A Anistia parte dos rumores de que prisioneiros foram arrastados pelos serviços secretos americanos para Marrocos, Jordânia e Egito. Um homem da inteligência dos EUA, que organizaria essas transações, justificou esse procedimento aos repórteres do Washington Post: "Nós não soltamos as línguas deles. Nós os enviamos a outros países para que soltem as línguas deles". Um outro disse: "Se não ferirmos momentaneamente os direitos humanos, nós não faremos nosso trabalho".

Tâmaras para quem fala
Em 4 de julho, Bush declarou, por ocasião do feriado nacional americano: "Todos os que hoje vivem sob tirania e anseiam por liberdade depositam suas esperanças de liberdade nos Estados Unidos da América". Um dia antes, o presidente havia dado sinal verde para que os primeiros seis prisioneiros de Guantánamo fossem colocados perante um comitê militar, cuja formação Donald Rumsfeld havia ordenado em março de 2002. Moazzam Begg, de Birmingham, está nesse primeiro grupo de acusados, assim como um outro britânico e o australiano David Hicks.
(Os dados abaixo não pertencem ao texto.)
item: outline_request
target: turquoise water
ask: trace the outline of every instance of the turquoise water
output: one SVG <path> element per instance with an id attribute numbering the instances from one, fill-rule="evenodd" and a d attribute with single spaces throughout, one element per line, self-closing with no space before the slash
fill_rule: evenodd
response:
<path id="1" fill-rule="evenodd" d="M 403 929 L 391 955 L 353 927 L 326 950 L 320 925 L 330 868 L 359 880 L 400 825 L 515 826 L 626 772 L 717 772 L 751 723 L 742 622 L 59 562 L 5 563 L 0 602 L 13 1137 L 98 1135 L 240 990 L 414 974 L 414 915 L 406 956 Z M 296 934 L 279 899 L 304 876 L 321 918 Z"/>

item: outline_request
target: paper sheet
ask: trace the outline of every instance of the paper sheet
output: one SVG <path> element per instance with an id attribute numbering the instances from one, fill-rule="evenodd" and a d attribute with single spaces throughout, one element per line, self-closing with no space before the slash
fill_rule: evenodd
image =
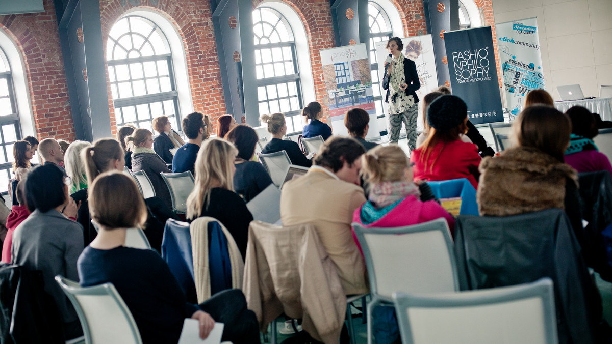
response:
<path id="1" fill-rule="evenodd" d="M 211 334 L 206 339 L 200 338 L 200 322 L 195 319 L 186 318 L 183 323 L 183 331 L 181 332 L 179 344 L 219 344 L 221 343 L 221 337 L 223 334 L 224 324 L 222 323 L 215 323 Z"/>

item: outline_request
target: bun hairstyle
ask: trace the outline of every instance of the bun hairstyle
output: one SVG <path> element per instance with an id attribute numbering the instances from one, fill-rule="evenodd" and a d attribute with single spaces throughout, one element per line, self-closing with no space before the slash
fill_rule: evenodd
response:
<path id="1" fill-rule="evenodd" d="M 124 155 L 119 141 L 114 139 L 99 139 L 94 141 L 91 147 L 81 150 L 81 159 L 85 165 L 88 183 L 92 183 L 108 170 L 111 160 L 124 159 Z"/>
<path id="2" fill-rule="evenodd" d="M 405 178 L 410 159 L 398 145 L 379 145 L 361 156 L 361 175 L 370 185 Z"/>
<path id="3" fill-rule="evenodd" d="M 302 115 L 306 116 L 307 119 L 315 120 L 318 117 L 319 112 L 323 108 L 321 104 L 317 101 L 311 101 L 308 103 L 307 106 L 302 109 Z"/>
<path id="4" fill-rule="evenodd" d="M 303 112 L 302 114 L 304 114 Z M 261 115 L 259 116 L 259 122 L 267 123 L 268 133 L 272 135 L 280 133 L 280 129 L 285 126 L 286 123 L 285 120 L 285 115 L 280 112 L 271 115 Z"/>
<path id="5" fill-rule="evenodd" d="M 144 143 L 149 136 L 152 136 L 153 133 L 148 129 L 139 128 L 132 133 L 132 135 L 125 137 L 125 145 L 129 145 L 130 150 L 133 150 L 133 147 L 140 147 Z M 132 145 L 130 145 L 131 143 Z"/>

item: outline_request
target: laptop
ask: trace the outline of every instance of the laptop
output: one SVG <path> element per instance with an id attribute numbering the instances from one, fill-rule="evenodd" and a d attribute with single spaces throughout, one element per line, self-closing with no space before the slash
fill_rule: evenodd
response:
<path id="1" fill-rule="evenodd" d="M 584 98 L 584 95 L 582 93 L 582 89 L 580 85 L 566 85 L 565 86 L 557 86 L 557 91 L 561 97 L 561 100 L 579 100 Z"/>
<path id="2" fill-rule="evenodd" d="M 283 188 L 285 183 L 292 179 L 295 179 L 306 174 L 308 172 L 308 167 L 298 166 L 297 165 L 289 165 L 289 169 L 287 170 L 287 174 L 285 175 L 285 180 L 280 185 L 280 188 Z"/>

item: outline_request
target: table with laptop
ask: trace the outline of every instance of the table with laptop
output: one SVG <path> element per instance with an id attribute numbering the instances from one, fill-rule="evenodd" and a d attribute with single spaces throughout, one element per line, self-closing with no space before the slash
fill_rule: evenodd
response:
<path id="1" fill-rule="evenodd" d="M 585 98 L 580 85 L 557 86 L 557 90 L 561 101 L 555 101 L 554 107 L 559 111 L 565 112 L 572 106 L 583 106 L 599 114 L 602 120 L 612 120 L 612 86 L 600 86 L 597 98 Z"/>

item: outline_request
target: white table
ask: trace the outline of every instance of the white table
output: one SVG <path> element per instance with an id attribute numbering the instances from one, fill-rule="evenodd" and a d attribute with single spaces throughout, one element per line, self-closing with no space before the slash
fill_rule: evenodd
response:
<path id="1" fill-rule="evenodd" d="M 577 106 L 586 108 L 591 112 L 599 114 L 602 120 L 612 120 L 612 97 L 554 102 L 554 107 L 562 112 Z"/>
O suplente de Rumsfeld, Paul Wolfowitz, é responsável pelo recrutamento de promotores, defensores e juízes. Mesmo os membros do comitê de apelação foram nomeados por ele. Em última instância, o presidente Bush poderia indultar os condenados à morte, mas, uma vez que ele assinou 151 sentenças de morte como governador do Texas e só em um único caso adiou a execução, os prisioneiros não devem esperar pelo perdão presidencial.
Os comitês militares, que estão na tradição dos tribunais militares que fizeram processos sumários na Segunda Guerra Mundial com espiões alemães e japoneses, foram criticados não só por juristas em todo o mundo, mas também por defensores dos direitos civis e advogados dos EUA. Mesmo a revista britânica "Economist", que apoiou as campanhas de Bush no Afeganistão e no Iraque, critica os processos em comitês militares, qualificando-os de "injustos, imprudentes e não-americanos". A influente publicação profetiza que eles se revelarão "contraproducentes para a guerra contra o terrorismo".
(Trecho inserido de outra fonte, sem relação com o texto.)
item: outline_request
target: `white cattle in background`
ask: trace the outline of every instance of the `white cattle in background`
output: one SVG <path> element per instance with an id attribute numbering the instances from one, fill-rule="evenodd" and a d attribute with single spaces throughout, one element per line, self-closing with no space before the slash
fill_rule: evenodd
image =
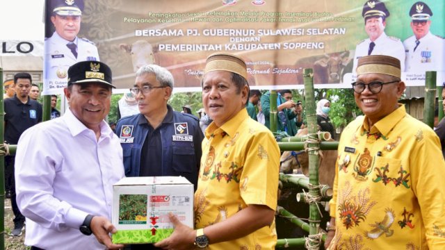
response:
<path id="1" fill-rule="evenodd" d="M 153 47 L 145 40 L 138 40 L 131 45 L 121 44 L 120 47 L 131 56 L 133 70 L 135 72 L 145 65 L 155 63 Z"/>

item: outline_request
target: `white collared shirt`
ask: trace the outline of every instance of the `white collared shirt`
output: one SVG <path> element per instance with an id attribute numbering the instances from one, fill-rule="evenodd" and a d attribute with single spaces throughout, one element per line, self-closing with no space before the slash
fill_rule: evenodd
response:
<path id="1" fill-rule="evenodd" d="M 119 139 L 101 135 L 70 110 L 25 131 L 15 156 L 17 202 L 26 217 L 25 244 L 44 249 L 104 249 L 79 227 L 88 214 L 111 218 L 113 184 L 124 177 Z"/>
<path id="2" fill-rule="evenodd" d="M 444 39 L 428 32 L 419 40 L 416 48 L 416 36 L 412 35 L 403 42 L 406 52 L 406 72 L 422 72 L 443 71 L 445 57 Z M 416 51 L 414 51 L 414 48 Z"/>

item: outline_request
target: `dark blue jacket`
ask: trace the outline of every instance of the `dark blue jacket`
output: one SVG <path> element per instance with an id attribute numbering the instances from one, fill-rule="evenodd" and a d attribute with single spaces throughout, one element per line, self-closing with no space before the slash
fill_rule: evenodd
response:
<path id="1" fill-rule="evenodd" d="M 159 127 L 162 141 L 162 148 L 159 149 L 162 175 L 184 176 L 196 189 L 202 154 L 201 142 L 204 138 L 199 121 L 193 115 L 172 111 L 169 106 L 168 108 L 168 112 L 173 112 L 172 119 L 164 120 Z M 149 132 L 147 126 L 140 124 L 141 119 L 145 119 L 141 114 L 125 117 L 120 119 L 116 126 L 127 177 L 139 176 L 141 150 Z M 180 126 L 181 124 L 183 126 Z"/>

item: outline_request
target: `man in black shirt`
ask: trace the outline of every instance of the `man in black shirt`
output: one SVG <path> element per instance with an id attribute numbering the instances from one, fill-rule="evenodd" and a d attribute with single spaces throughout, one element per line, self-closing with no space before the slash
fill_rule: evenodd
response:
<path id="1" fill-rule="evenodd" d="M 60 112 L 56 108 L 57 105 L 57 96 L 56 94 L 51 95 L 51 119 L 57 118 L 60 116 Z"/>
<path id="2" fill-rule="evenodd" d="M 42 105 L 29 98 L 31 76 L 28 73 L 17 73 L 14 76 L 15 95 L 4 100 L 5 141 L 17 144 L 22 133 L 27 128 L 42 122 Z M 10 192 L 11 205 L 14 212 L 14 229 L 10 235 L 19 236 L 25 218 L 19 210 L 15 200 L 14 180 L 14 156 L 5 156 L 5 183 L 6 192 Z"/>

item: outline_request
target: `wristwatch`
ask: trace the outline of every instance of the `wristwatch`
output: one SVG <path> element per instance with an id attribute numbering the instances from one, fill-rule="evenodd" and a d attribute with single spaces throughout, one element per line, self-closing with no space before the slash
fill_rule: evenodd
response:
<path id="1" fill-rule="evenodd" d="M 199 248 L 206 248 L 209 246 L 209 238 L 204 234 L 204 228 L 200 228 L 196 231 L 195 245 Z"/>
<path id="2" fill-rule="evenodd" d="M 327 222 L 326 223 L 326 232 L 329 232 L 330 231 L 335 231 L 335 226 L 331 225 L 330 222 Z"/>
<path id="3" fill-rule="evenodd" d="M 94 215 L 88 215 L 85 217 L 85 220 L 83 221 L 83 224 L 81 226 L 79 230 L 81 231 L 81 233 L 83 233 L 86 235 L 91 235 L 92 231 L 91 231 L 91 228 L 90 227 L 90 224 L 91 224 L 91 220 Z"/>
O secretário de Estado, Colin Powell, solicitou em uma carta a Rumsfeld, em abril, que reconhecesse os confinados como prisioneiros de guerra. Mas seus rivais no Pentágono não querem saber disso.
O salão dos iminentes tribunais já está mobiliado e, junto com a planejada câmara de execução, aparentemente não deixa de ter o seu efeito. Desse modo, o comandante do Campo Delta, general Geoffrey Miller, relatou que o número das informações relevantes para o serviço secreto que seus interrogadores receberam dos confinados multiplicou-se por seis. Graças a "interrogatórios baseados em incentivos", ele tem agora "um grande número de prisioneiros que são muito cooperativos" e incriminam outros.
"O caminho para casa", está escrito em placas penduradas em toda parte do campo, "passa pela verdade e pela cooperação completa". Quem desembucha corretamente no Campo Delta é transferido a uma divisão em que há contato com outros prisioneiros várias horas ao dia e, regularmente, tâmaras e sorvetes.